While I was distracted, the man with the beard, the ringleader, darted into the fray, ripped my backpack off my shoulder and ran away. I chased after him and tried to grab it back. I pulled on one shoulder strap and he pulled on the other, our feet braced in the sand.

“You’re not going to get out of here alive,” he hissed at me.

All of a sudden my head lit up and I lost track of things for a second. One of the boys had snuck up behind me and punched me in the side of the face while I was focused on getting my bag back. When the world cleared up, I had what felt like some pebbles in my mouth. I spit them on the ground and yanked my backpack out of the bearded man’s hands. He slunk away to a safe distance. I walked up the hill to where Alei was still trying to fend off the posse. They were going after his backpack, too, but he didn’t seem worried.

“Look, you can have the backpack,” he said calmly. “Just let me grab my passport out of it first, okay?”

Attracted by the posse’s yelling and cursing, a crowd of picnickers started to gather around us. I weighed my options. If Alei and I fought the boys, we’d almost certainly lose. We might even get our faces smashed in with the bricks and rocks the boys were starting to collect. On the other hand, there was nowhere to run. So I just kept retreating up the path, pushing the boys back when they got too close, arguing with them in Russian.

“Aren’t you a man?” they jeered. “Won’t you fight us?” they taunted.

Then, all of a sudden, Umida was next to me. She was in her late teens, strikingly beautiful, and furious.

“What’s wrong with you!?” she yelled at the boys. “These are guests in our country! They’re teachers! Have some respect!”

The boys paused.

“I know you,” she continued, jabbing a finger at them. “I know where you live. I know your parents. You should be ashamed of yourselves.”

Umida’s rant didn’t have much effect on the boys. When she was done, they went back to taunting and pushing and throwing looping punches and telling us they were going to kill us.
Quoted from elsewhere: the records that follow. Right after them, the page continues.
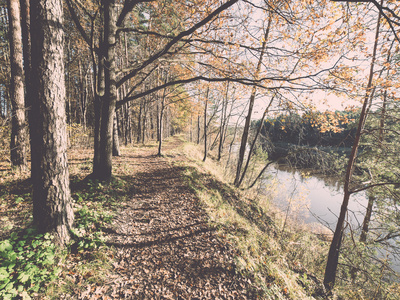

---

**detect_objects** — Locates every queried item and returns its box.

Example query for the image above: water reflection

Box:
[264,166,368,229]
[263,165,400,273]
Her speech had a big effect on the crowd that had gathered to watch the fight, though. On some silent cue, they formed a human shield around us. The underwear posse backed off.

Our protectors, mostly teenaged boys and girls, led us up to the road, to a spot under an apricot tree. While we waited for a ride into town, they picked apricots for us and apologized for what had happened. My body humming with adrenaline, I munched on a handful of warm, juicy apricots and paced up and down the road. There was something sharp in my mouth that kept poking the inside of my lip. I ran my tongue over my teeth. One of them had a chunk busted out of it and another had a chip missing.

Ten minutes later, we flagged down two cars and convinced them to take us to the ice cream shop in Yolotan where Umida’s younger sister Malika worked. Sitting at one of the tables on the sidewalk outside the shop, eating bowls of soft-serve vanilla ice cream drizzled with homemade strawberry sauce, we told Malika what had happened. I showed her my chipped teeth. After we finished our ice cream, we all found our own ways home.